Und da ist dann noch das Bild auf Twitter vom Köln/Bonner Flughafen. Dick wird darüber berichtet, dass der IS ein martialisches Bild mit dem Text: Was deine Brüder in Belgien schaffen, schaffst du auch”,  und ein zweites “Deutschland ist ein Schlachtfeld” hochgeladen haben, gezeigt werden Flughafen und Kanzleramt.

Diese Bilder dienen dazu, Menschen zu radikalisieren: Um Nachwuchs zu werben, und um Angst zu machen. Die Radikalisierung kommt so oder so, wer will, folgt dem IS auf Twitter.

Angst aber werden durch solche Berichterstattung, ohne abzuwägen, nur in der Bevölkerung geschürt. Denn wer kündigt an, am Flughafen einen Anschlag zu machen, wenn er es wirklich vorhat? So etwas ist Propaganda in Reinform. Und die Medien machen sich zum Gehilfen, wenn sie darüber derart berichten.

Das Muster ist einfach: “Ein Bild ist aufgetaucht.” “Die Behörden nehmen es ernst.” Die Behörden nehmen solche Fotos natürlich ernst, was sollen sie auch sagen?

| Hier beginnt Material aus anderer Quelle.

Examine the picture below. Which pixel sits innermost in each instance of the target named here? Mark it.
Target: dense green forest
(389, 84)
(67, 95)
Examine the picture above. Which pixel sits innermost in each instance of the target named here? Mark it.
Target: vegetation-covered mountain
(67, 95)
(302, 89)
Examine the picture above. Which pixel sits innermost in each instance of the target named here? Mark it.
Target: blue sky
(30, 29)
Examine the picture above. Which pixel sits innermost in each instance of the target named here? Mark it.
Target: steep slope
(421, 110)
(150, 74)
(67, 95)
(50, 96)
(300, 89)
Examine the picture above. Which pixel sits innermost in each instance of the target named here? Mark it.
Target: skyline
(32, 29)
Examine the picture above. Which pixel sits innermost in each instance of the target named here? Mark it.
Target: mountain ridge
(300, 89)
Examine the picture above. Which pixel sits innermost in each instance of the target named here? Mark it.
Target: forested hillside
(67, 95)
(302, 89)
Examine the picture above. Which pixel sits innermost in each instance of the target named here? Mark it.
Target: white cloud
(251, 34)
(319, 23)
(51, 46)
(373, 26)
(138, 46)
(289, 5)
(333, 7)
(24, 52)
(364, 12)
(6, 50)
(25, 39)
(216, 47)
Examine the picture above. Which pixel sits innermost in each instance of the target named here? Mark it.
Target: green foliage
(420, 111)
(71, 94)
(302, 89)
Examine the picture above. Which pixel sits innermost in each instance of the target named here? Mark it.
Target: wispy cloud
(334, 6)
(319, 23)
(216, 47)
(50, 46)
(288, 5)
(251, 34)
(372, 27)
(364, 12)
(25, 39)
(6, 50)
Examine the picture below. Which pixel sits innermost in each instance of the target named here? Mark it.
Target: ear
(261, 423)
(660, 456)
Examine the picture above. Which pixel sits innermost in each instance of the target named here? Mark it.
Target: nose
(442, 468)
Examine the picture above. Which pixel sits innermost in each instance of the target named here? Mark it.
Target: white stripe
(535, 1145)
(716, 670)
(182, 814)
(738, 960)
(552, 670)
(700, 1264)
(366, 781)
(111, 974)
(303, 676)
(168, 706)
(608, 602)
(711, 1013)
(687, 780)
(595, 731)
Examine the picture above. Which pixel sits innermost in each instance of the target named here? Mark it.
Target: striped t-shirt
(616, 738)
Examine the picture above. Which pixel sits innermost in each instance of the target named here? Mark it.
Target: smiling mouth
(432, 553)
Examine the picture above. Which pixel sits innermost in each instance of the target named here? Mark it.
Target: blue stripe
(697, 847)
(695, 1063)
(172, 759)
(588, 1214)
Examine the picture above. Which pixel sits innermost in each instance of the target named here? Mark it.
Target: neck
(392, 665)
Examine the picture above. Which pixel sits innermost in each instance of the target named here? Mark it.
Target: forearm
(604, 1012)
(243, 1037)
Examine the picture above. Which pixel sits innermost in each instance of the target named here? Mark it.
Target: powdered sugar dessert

Terrorismus funktioniert asymmetrisch. Man nutzt die Schwächen des Gegners. Und das ist unsere Freiheit, die Freiheit der Medien, der Menschen, des Systems, der Religionen, des Rechtsstaats. Sie ist zugleich unser wichtigstes Gut und unsere Stärke.  Man will uns weismachen, wir wären nicht mehr sicher. Man will Panik bei uns schüren, Angst haben. So viel, dass wir bereit sind, Dinge aufzugeben, aus irrationaler Angst. Wir sollen Angst haben, wo keine Furcht nötig wäre. Davor, einen Bahnhof zu betreten, ohne dass das Militär patrouilliert. Vor fremdländischen Menschen. Wir sollen fordern, dass alles, was nicht normal ist, als gefährlich angesehen und bekämpft wird.

Das führt dann dazu, dass Bevölkerungsgruppen, Zielgruppen für Terroristen, ausgegrenzt werden werden. Dass es zu einer weiteren Radikalisierung kommt. Bislang sind es die, die in der Gesellschaft verloren wurden. Dann kommen die, die man ausgegrenzt hat.

Eine Radikalisierung beiderseitig, die zum Ende der freien, gleichen und toleranten Gesellschaft führt, und zu einem Unfrieden, der den Staat zersetzt.

Lasst euch von Twitterfotos nicht verunsichern, lasst Katzen Katzen sein und Kontrollen nur dort, wo relevante Defizite sind, zulassen. Verlangt keine schwerbewaffneten Soldaten statt Bürger-Polizisten. Redet mit Nachbarn, grenzt keinen aus, Fördert die Menschen in Problemvierteln, und lasst keinen zurück. Steht nach Anschlägen auf die Freiheit zusammen. Verhindern wird man sie nie können. Aber wenn die Gesellschaft bleibt, dann verlieren die Islamisten.